Si on se fie à ce que l’industrie nous lance comme message, l’énergie électrique sera le nerf de la guerre d’ici une décennie ou deux, reléguant aux lignes de côté ces dinosaures munis de motorisations carburant à l’essence et autres hydrocarbures.

C’est bien beau tout cet enthousiasme autour de l’énergie renouvelable, mais au moment d’écrire ces lignes, ce mode de propulsion est encore minoritaire sur nos routes et avec des consommateurs plus endettés que jamais de nos jours, le rêve électrique pourrait bien devoir attendre… pour plusieurs d’entre nous!

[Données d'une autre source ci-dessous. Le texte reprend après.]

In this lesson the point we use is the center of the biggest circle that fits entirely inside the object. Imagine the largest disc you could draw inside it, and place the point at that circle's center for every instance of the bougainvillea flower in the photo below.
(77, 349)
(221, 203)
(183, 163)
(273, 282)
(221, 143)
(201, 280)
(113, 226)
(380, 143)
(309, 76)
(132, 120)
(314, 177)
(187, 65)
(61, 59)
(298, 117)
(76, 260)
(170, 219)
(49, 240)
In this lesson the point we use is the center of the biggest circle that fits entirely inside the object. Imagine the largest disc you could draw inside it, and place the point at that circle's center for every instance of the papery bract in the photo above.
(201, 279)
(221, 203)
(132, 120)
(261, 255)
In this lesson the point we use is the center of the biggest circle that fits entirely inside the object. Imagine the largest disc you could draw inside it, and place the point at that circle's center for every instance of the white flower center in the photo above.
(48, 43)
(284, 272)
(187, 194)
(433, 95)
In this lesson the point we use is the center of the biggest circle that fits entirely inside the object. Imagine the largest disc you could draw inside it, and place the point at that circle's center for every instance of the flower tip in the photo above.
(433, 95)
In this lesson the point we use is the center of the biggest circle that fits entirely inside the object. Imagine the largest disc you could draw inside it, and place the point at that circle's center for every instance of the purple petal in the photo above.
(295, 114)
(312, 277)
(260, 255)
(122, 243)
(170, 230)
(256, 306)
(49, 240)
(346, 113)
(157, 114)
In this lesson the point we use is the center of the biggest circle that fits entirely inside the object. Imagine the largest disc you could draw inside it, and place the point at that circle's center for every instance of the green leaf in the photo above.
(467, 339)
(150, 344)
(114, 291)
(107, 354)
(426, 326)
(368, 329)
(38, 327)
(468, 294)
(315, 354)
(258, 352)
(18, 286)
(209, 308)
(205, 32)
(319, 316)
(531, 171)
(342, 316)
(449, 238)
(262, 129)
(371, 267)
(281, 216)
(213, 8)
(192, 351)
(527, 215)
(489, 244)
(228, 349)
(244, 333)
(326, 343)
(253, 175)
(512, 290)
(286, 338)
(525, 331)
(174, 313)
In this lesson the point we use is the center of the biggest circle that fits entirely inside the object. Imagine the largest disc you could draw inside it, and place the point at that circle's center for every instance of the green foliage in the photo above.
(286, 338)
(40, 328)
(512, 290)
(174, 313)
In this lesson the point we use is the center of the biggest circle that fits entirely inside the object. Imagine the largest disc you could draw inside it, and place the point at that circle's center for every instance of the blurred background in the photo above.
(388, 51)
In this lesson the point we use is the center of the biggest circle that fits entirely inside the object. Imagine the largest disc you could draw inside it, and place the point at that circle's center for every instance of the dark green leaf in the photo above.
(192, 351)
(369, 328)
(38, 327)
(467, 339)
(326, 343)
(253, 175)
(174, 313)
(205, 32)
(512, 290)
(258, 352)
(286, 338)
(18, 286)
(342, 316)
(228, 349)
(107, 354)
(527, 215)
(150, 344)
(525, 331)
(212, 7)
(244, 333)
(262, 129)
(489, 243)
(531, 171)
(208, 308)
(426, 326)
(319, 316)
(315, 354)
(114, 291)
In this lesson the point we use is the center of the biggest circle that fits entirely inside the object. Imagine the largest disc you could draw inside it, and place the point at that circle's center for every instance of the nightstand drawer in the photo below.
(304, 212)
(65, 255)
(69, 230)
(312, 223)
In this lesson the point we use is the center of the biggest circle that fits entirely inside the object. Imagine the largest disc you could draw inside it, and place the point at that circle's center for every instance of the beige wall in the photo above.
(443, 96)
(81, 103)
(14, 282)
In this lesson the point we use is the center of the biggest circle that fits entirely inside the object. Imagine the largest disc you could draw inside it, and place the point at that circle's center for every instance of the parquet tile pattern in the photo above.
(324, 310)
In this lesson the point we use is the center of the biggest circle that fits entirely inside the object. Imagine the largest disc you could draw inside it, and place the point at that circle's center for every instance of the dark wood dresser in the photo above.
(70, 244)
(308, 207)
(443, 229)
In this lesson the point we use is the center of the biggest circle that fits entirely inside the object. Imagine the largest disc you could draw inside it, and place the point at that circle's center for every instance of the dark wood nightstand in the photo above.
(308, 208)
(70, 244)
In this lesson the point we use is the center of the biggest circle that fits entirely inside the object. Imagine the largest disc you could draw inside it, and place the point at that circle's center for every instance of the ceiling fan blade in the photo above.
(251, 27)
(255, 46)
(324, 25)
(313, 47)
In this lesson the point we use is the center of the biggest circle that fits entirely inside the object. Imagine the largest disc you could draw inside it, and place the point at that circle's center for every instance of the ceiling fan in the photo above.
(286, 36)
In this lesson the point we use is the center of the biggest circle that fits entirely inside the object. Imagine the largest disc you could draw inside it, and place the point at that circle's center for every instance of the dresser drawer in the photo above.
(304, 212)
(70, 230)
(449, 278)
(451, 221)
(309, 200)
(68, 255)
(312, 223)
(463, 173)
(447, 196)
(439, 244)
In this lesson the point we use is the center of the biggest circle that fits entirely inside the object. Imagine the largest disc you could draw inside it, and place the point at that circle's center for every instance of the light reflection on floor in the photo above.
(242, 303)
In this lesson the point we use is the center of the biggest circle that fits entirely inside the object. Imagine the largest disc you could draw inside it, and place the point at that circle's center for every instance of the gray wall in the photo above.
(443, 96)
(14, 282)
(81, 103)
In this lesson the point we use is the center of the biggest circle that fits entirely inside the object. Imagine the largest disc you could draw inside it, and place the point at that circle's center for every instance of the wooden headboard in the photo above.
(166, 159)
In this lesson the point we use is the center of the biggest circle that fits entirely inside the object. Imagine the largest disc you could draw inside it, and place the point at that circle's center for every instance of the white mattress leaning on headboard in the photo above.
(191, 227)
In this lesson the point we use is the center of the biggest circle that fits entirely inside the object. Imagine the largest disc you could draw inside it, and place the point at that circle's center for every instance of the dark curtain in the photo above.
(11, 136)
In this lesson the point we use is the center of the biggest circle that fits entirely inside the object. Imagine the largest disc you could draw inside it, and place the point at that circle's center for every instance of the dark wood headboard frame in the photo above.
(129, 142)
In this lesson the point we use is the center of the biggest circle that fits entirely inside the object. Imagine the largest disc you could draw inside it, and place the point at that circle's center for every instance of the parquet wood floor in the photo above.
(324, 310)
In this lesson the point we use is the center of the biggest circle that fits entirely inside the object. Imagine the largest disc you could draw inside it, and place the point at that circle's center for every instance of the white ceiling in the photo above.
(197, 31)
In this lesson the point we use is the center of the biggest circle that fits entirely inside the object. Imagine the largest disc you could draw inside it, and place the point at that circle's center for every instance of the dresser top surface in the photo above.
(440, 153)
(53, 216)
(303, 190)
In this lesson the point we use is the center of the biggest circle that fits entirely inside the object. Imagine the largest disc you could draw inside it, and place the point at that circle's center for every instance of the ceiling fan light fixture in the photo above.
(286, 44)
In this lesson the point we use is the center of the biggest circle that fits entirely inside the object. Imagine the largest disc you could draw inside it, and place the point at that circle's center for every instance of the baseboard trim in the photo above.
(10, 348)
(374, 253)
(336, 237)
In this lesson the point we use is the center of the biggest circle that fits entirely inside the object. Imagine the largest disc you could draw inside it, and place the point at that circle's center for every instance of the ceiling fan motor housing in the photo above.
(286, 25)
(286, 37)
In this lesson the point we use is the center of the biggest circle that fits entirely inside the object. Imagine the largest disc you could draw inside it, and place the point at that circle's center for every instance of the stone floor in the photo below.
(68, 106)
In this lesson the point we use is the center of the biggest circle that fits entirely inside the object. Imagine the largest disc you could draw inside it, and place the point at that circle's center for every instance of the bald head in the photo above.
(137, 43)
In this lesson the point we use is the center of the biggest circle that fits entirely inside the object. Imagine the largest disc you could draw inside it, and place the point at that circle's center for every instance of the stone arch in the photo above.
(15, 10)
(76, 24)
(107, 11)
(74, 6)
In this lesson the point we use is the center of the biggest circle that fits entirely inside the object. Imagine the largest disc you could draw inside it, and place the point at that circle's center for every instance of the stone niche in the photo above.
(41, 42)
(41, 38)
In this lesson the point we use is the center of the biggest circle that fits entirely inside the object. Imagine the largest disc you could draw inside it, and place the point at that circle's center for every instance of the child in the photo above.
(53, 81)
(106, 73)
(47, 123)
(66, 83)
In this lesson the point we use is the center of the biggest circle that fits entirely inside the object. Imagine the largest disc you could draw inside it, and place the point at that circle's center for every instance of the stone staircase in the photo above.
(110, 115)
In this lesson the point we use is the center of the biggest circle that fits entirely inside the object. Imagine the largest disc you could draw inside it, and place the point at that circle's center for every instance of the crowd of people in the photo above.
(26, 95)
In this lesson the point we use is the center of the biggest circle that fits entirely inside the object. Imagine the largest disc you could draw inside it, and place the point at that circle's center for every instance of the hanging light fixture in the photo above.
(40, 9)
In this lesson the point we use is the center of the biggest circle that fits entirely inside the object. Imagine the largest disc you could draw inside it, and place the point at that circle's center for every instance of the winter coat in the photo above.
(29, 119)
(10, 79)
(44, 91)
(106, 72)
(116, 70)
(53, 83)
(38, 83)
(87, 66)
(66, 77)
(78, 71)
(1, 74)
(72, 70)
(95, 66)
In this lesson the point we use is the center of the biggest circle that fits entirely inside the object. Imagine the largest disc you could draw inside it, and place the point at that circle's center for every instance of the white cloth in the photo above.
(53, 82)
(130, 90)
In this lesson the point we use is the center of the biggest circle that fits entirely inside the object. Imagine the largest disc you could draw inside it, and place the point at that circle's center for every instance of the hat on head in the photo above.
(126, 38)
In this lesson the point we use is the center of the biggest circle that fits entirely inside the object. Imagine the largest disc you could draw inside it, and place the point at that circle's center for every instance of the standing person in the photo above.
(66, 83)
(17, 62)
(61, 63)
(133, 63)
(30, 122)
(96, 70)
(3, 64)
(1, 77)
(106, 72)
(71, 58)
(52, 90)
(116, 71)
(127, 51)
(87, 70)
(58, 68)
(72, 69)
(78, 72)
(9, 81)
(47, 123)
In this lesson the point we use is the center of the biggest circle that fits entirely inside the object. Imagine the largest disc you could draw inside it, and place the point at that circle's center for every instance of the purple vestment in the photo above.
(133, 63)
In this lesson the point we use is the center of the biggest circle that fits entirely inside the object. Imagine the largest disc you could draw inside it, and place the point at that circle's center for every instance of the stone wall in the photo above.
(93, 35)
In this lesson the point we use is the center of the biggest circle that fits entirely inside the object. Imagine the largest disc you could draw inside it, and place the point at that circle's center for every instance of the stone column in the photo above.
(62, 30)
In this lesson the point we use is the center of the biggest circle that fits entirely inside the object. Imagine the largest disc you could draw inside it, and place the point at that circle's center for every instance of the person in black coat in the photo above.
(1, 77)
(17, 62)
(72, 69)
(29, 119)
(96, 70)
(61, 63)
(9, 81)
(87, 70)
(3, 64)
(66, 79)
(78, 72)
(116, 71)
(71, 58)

Puis, il y a aussi l’anxiété de pouvoir se rendre à destination qui dérange encore plusieurs automobilistes, surtout ceux qui doivent avaler les kilomètres à un rythme effarant au quotidien. En attendant que la technologie électrique se développe, la voiture hybride constitue une manière très simple de diminuer sa facture annuelle de carburant, mais l’échelon supérieur – je parle ici des hybrides rechargeables – allonge encore plus les écarts entre chaque visite à la station-service.

Parfois, accepter de vivre avec un compromis peut être payant et, dans ce cas-ci, cet entre-deux s’appelle Toyota Prius Prime. Le constructeur a décidé de différencier l’appellation de sa version enfichable (pour l’année-modèle 2017), celle-ci étant même plus agressive à l’extérieur, à mon humble avis du moins.

Pour mieux cerner ce qu’offre la Prime par rapport à la Prius sans fil pour la recharger, voici, en quelques mots, ce qu’il faut retenir de l’hybride rechargeable la plus vendue depuis le début de l’année.

Depuis son arrivée sur notre marché au tournant du siècle, la Toyota Prius a la plupart du temps été associée à une conduite déconnectée et peu convaincante en matière de plaisir de conduite. Sans être aussi chirurgicale que le coupé 86, la Prius Prime – c’est le cas également pour la Prius normale – est étonnante à conduire au quotidien, je parle bien entendu des va-et-vient répétitifs de notre mode de vie nord-américain. La direction donne assez d’information pour sentir la route et le couple de la motorisation électrique est suffisant pour afficher un sourire au visage du conducteur à l’occasion.

Avec une possibilité annoncée de 40 km en mode électrique (en réalité, ça tourne plus autour des 32-33 km), la Prius Prime enregistre des cotes de consommation ridicules! Et l’autonomie totale de la voiture est légèrement inférieure à 1000 km. Disons qu’il faut en faire des kilomètres avant de retourner à la station-service.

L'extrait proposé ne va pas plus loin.